In October, the company disclosed that its computer systems had been hacked. As part of that disclosure, Dow Jones chief executive officer William Lewis said that some customer payment information may have been compromised -- on no more than 3,500 accounts -- and that it was unknown whether other information had been taken.

Earlier in October, Scottrade disclosed that it had been hacked and that information on 4.6 million customers had been taken.


‘Interesting Info’


According to the indictment, Shalon and a co-conspirator expanded their efforts to seek material non-public information from firms they were hacking. In one e-mail, they referred to seeking “interesting info” from top managers at Victim 5, a St. Louis brokerage firm now confirmed as Scottrade.

A spokeswoman for Dow Jones said in a statement: "The indictment unsealed today refers to the public disclosure we made on October 9. The government’s investigation is ongoing, and we continue to cooperate with law enforcement."

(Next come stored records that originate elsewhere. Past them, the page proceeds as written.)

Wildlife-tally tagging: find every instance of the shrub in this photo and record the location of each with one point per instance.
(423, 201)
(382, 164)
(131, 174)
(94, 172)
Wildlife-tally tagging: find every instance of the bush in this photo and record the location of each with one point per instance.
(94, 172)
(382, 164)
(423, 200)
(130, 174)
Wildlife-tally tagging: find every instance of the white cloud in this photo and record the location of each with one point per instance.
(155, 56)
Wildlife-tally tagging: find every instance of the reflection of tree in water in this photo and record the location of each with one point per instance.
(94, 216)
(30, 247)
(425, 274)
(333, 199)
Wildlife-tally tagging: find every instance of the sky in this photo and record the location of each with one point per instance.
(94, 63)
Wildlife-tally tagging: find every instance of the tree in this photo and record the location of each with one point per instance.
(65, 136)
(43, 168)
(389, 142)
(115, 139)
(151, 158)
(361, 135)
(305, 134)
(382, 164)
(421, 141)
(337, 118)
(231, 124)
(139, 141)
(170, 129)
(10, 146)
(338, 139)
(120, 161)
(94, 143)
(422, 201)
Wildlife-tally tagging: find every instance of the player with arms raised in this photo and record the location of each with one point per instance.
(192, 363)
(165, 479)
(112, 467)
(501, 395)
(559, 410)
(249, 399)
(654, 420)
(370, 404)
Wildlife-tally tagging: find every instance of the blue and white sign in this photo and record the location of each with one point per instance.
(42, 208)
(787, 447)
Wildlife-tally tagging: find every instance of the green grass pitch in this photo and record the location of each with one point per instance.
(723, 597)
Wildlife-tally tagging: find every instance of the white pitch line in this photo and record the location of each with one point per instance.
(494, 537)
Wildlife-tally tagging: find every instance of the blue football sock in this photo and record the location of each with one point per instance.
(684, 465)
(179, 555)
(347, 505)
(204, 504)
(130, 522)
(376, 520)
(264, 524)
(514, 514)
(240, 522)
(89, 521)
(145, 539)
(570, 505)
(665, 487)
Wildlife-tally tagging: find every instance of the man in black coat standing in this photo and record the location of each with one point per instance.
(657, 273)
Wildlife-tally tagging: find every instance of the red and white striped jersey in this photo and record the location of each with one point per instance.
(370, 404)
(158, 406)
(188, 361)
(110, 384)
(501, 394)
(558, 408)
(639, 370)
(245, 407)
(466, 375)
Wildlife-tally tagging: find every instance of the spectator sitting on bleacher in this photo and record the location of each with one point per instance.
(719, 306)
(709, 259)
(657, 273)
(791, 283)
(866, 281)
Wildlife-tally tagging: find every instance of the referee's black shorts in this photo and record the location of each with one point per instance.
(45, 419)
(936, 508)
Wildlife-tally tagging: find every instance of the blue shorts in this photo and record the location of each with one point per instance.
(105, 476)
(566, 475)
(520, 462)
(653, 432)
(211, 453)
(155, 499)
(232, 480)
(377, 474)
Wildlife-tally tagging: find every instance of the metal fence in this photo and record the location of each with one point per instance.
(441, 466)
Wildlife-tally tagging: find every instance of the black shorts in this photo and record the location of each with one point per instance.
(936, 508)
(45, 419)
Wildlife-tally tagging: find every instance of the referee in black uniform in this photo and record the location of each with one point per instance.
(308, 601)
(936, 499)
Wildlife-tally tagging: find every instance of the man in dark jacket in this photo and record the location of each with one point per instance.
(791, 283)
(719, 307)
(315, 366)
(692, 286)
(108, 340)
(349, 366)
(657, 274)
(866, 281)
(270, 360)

The hack of Fidelity has been previously reported. The company said it has no indication that any customer accounts, customer information or related systems were affected. E*Trade confirmed it was attacked in late 2013 but declined to provide more information.

“We continue to cooperate with law enforcement in fighting cybercrime,” JPMorgan spokeswoman Trish Wexler said in a statement.


Since 2007


Shalon began building his criminal conglomerate in 2007 with Internet casinos and capped it off with stock and credit- card schemes years later, according to the 68-page indictment against Shalon and others in Manhattan.

Shalon and his associates operated at least a dozen online “real money” casinos in the U.S. from 2007 until this year, raking in hundreds of millions of dollars in revenue and, in some months, millions in profit. By December 2013, Shalon was paying 270 casino employees in Hungary and Ukraine, the indictment said.